Because every screenwriter, author, musician and producer is made in the Image of God you can often find inklings of this Christian message in the stories that they write and the art they create. Charles Dickens is no exception. In Dickens' famous novel, A Tale of Two Cities, a masterful work of literature that has been required reading for decades, we see a clear depiction of the meaning of redemption. 


There are actually multiple fields of discourse used in the Bible to describe the Christian message. Each word sheds light on it from a different angle; rich words like Adoption, Redemption, Justification, Reconciliation are just a few. Think how it feels to be adopted as an orphan, or to be set free after being a slave. Think how it would be to have all your debt forgiven, or to be pardoned after being a convicted felon. All of these images are used to describe the Christian message we call the Gospel.


 In each field of discourse there are two common themes:

1) God was motivated by love when he did these things for us and 2) Jesus took our place and became our substitute in some way.


The word that best describes Dickens contribution in A Tale of Two Cities is Redemption. Redemption is freedom obtained at a price. The Christian idea of redemption is that - In love, God has purchased our freedom by substituting himself.


In Dickens' tale, the substitutionary savior is Sidney Carton and the person he frees is Charles Darnay.


Darnay has been convicted and he awaits the guillotine. But Sidney Carton has compassion on him and so he sneaks into his cell, knocks him unconscious, changes clothes with him, and takes his place setting him free. 


This is a picture of the Christian message of redemption but our innate sense of abundant freedom makes it hard for us to grasp.


Most of us have never been in jail. And we have certainly never languished under a death sentence. Our days exhibit a certain amount of freedom appropriate for people whose national anthem concludes with the phrase “the Land of the free and the home of the brave” If we are anything, we are free.


And yet, the Bible says that there is more to our situation than meets the eye.


Men and women are complicated and mysterious creatures. We exhibit the genius, freedom and dignity appropriate to those who have been made in the image and likeness of God. But we also display the destructive tendencies and enslaving appetites of the most merciless animals.

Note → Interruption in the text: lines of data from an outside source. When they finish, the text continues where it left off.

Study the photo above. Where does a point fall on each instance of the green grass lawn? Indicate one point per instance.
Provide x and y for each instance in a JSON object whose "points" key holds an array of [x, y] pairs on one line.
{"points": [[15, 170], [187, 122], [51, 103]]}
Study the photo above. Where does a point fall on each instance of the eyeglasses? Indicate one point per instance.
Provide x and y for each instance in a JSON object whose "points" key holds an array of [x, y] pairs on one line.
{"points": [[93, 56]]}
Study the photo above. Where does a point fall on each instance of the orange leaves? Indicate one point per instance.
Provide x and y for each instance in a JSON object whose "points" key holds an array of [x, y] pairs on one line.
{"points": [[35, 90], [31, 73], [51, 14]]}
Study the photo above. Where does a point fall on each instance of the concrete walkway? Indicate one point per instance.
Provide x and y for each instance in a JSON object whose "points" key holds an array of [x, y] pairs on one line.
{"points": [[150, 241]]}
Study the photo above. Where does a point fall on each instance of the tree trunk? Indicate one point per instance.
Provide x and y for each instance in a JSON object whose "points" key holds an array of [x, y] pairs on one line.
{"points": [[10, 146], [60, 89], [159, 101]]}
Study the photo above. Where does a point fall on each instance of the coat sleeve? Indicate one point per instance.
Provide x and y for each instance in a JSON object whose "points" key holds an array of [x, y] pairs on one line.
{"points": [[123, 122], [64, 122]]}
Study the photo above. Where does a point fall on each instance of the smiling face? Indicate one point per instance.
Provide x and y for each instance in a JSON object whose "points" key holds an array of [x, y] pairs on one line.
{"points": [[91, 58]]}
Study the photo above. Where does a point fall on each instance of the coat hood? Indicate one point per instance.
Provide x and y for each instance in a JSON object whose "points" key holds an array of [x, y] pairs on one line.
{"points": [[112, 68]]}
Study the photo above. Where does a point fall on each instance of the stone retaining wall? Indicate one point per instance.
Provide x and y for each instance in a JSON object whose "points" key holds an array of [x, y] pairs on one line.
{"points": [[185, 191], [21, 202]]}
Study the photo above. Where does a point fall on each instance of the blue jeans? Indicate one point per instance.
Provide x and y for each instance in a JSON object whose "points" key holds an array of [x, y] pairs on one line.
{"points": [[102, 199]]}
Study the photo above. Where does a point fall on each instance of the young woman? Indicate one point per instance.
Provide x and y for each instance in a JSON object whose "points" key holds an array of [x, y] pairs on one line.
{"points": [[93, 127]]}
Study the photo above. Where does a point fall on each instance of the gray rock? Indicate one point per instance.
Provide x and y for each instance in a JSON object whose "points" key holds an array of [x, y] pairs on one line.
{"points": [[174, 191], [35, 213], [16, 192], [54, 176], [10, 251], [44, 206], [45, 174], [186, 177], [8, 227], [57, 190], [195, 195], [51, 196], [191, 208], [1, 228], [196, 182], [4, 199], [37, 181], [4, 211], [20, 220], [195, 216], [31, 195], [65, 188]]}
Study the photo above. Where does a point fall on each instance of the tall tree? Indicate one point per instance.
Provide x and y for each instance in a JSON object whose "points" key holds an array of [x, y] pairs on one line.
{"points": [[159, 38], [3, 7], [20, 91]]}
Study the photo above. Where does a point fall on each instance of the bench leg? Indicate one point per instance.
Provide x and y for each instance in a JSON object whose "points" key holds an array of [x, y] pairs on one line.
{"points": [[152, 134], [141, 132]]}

This second part of us, is what the Bible refers to as our sinful nature. It is that part of us that has gotten us in trouble, and taken away our freedom. No matter how many times we sing the national anthem our sinful nature still holds us captive and in many ways we ourselves are locked up and enslaved by it.

This is why Jesus can say



"I tell you the truth anyone who sins is a slave to sin" (John 8).



Sin binds us with a death sentence. (Romans 6:23).



This is the prison holding all of us captive. 


But God is like Sidney Carton in that he has compassion on us and takes our place. In order to take our place though, God had to become like one of us. And so Jesus, who is God eternal, took on flesh and became a man. As Nat King Cole sings every Christmas, 

"veiled in flesh the godhead see, hail incarnate deity, . Pleased as man with man to dwell, Jesus our Immanuel*" 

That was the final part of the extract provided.